Finding NaN values in a data frame using column names located in a dictionary

Question:

I am trying to find all the nan values in certain columns and then print a statement saying that it found nan entries in those columns.

import pandas as pd
import numpy as np

data=[[np.nan, 'Indiana','[email protected]']]
df=pd.DataFrame(data,columns=['Name','State','Email'])

req_dict={"Name","Email"}

here is the sample data frame and notice how Name and Email are required but State is NOT this is because not all columns are required to have values in them

I have tried to write a function to do this but it is not working as intended

def req_cols(df,req_dict):
   for d in req_dict:
       for i in df.index():
           if df.loc[i,d]== pd.notnull():
               print('a blank was found in' + d)
   return

I understand a function is overkill for this but makes sense in the actual project.
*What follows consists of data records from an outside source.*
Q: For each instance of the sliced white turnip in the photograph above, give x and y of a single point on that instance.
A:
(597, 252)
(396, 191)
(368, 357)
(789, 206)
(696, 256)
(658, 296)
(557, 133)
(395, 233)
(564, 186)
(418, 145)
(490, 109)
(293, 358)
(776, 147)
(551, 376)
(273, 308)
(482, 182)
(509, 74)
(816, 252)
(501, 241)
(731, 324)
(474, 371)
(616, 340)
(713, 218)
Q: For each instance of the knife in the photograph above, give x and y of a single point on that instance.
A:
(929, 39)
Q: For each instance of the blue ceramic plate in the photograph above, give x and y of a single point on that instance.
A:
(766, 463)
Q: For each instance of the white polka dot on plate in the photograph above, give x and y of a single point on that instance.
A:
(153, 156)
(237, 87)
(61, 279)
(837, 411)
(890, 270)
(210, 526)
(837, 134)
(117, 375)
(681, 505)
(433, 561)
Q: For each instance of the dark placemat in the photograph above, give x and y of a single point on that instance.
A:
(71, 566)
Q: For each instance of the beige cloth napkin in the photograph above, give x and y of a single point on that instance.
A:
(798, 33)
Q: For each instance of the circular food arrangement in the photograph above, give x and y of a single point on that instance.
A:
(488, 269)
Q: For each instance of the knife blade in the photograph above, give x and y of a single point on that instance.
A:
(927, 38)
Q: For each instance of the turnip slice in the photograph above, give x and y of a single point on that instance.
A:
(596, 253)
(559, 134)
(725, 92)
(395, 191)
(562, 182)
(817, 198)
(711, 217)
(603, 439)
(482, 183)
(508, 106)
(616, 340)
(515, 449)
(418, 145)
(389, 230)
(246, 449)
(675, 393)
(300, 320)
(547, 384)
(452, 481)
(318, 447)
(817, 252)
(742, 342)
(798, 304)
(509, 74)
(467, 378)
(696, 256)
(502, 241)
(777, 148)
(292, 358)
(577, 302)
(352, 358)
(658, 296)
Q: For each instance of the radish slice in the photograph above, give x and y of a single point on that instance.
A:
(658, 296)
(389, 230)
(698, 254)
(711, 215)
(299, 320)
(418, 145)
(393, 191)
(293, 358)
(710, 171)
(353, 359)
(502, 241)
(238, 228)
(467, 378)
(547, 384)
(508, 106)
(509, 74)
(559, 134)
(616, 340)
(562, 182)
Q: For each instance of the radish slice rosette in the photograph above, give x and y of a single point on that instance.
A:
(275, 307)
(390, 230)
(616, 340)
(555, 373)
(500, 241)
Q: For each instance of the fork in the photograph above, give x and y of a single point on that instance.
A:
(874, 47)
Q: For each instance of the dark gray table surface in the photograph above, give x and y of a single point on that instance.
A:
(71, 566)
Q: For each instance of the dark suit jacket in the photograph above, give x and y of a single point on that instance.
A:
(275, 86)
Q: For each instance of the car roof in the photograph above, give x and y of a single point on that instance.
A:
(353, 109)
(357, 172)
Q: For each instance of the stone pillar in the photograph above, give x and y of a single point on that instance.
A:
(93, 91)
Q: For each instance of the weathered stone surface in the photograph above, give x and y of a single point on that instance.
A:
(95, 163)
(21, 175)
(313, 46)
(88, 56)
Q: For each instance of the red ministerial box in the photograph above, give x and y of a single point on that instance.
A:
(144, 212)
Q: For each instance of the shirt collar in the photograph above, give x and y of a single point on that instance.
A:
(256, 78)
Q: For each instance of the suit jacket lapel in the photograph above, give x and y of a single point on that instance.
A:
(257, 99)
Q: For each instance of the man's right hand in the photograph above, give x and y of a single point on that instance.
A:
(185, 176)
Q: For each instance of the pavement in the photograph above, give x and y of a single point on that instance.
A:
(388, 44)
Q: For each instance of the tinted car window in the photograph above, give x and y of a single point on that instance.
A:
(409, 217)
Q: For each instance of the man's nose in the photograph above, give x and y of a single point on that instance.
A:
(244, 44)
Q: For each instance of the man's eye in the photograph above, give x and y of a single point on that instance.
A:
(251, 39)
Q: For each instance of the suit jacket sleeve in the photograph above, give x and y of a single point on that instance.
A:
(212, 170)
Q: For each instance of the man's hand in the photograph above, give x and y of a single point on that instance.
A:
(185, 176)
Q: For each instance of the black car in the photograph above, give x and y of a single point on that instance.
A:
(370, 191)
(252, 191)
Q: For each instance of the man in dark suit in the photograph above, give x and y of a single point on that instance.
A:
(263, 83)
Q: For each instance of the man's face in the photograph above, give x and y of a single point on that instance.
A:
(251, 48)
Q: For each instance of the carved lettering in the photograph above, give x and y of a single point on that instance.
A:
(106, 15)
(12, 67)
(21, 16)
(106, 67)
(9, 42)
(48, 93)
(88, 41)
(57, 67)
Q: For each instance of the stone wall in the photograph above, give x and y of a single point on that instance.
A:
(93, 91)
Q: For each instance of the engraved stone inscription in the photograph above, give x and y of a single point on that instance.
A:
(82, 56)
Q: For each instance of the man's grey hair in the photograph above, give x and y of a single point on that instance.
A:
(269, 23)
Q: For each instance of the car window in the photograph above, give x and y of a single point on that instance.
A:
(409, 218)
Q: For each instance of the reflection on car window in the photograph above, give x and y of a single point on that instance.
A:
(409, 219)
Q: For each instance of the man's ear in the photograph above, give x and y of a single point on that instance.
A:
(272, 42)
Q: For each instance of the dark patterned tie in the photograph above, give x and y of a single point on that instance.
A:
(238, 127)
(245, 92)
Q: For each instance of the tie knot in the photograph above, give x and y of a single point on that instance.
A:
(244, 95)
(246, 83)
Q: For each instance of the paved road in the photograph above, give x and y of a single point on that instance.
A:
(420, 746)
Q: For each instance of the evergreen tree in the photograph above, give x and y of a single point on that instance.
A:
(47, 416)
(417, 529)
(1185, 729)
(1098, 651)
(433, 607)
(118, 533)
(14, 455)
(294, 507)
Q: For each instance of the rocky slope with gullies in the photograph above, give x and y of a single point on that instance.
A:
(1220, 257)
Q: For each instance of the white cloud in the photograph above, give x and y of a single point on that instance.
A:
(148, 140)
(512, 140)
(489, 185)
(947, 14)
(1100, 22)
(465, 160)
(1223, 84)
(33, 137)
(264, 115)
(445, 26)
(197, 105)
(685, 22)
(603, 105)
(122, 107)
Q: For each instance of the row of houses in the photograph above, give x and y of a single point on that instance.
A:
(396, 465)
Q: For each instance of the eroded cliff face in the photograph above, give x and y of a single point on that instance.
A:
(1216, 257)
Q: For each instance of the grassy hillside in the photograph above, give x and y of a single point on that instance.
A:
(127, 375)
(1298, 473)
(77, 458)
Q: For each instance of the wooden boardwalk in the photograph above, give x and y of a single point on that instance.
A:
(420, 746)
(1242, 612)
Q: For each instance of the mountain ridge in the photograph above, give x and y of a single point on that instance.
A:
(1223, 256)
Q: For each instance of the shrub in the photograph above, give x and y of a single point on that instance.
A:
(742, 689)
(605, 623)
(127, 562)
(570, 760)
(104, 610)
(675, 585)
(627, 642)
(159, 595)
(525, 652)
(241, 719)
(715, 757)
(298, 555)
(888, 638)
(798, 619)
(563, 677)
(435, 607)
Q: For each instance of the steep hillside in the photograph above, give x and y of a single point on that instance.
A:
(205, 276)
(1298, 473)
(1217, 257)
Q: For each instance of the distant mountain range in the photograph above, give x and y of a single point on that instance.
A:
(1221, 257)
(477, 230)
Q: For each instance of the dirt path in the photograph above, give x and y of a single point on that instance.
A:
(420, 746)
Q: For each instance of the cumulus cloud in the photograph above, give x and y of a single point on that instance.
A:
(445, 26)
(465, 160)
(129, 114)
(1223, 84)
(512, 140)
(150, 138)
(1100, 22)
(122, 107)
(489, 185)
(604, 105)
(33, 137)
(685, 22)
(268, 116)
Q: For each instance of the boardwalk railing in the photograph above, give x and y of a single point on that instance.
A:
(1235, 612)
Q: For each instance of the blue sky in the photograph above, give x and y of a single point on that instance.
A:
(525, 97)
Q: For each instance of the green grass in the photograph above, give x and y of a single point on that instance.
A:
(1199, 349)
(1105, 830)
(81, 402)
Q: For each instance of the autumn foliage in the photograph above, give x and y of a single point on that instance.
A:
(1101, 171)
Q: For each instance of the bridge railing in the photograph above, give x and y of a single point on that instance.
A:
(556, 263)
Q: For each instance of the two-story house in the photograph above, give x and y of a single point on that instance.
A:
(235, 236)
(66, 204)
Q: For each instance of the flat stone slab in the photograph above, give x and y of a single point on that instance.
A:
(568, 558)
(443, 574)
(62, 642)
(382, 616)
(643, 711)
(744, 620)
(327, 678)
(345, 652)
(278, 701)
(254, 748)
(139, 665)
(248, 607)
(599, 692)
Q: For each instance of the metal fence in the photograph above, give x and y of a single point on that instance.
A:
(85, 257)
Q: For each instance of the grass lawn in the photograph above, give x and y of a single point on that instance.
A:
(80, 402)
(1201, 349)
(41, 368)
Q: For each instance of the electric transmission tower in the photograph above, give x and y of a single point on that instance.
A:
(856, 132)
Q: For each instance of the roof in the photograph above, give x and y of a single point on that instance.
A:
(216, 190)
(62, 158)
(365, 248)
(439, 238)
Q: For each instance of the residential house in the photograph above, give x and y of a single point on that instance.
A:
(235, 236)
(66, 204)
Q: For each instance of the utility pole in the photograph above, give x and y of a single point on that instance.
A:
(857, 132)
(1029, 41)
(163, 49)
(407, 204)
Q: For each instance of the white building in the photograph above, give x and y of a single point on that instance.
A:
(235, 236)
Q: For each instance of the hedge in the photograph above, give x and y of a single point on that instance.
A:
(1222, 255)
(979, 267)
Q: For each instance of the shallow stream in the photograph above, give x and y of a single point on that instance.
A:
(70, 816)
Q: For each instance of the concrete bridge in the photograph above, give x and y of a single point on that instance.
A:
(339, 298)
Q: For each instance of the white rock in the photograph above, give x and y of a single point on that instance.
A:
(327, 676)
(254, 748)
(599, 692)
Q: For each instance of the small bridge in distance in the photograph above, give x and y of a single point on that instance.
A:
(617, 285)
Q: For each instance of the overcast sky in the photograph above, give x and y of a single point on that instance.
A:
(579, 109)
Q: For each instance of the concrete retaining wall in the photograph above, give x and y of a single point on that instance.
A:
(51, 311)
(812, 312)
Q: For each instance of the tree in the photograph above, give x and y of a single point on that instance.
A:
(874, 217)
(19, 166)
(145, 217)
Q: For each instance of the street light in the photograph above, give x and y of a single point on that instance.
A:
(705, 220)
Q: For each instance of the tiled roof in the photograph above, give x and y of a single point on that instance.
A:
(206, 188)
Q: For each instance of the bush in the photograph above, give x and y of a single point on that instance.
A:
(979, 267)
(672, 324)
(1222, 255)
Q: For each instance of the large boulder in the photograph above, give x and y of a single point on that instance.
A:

I expect to get a print statement saying "a blank was found in Name"

How do I create a function to find blanks in a df by using the column names in a separate dictionary

Asked By: surf tastic

||

Answers:

Try using .isna() + .any():

for c in req_dict:
    if df[c].isna().any():
        print("a blank was found in", c)

Prints:

a blank was found in Name

Complete example:

data = [[np.nan, "Indiana", "[email protected]"]]
df = pd.DataFrame(data, columns=["Name", "State", "Email"])

req_dict = {"Name", "Email"}


def check_nan_columns(df, cols):
    out = []
    for c in cols:
        if df[c].isna().any():
            out.append(c)
    return out


for c in check_nan_columns(df, req_dict):
    print("a blank was found in", c)
Answered By: Andrej Kesely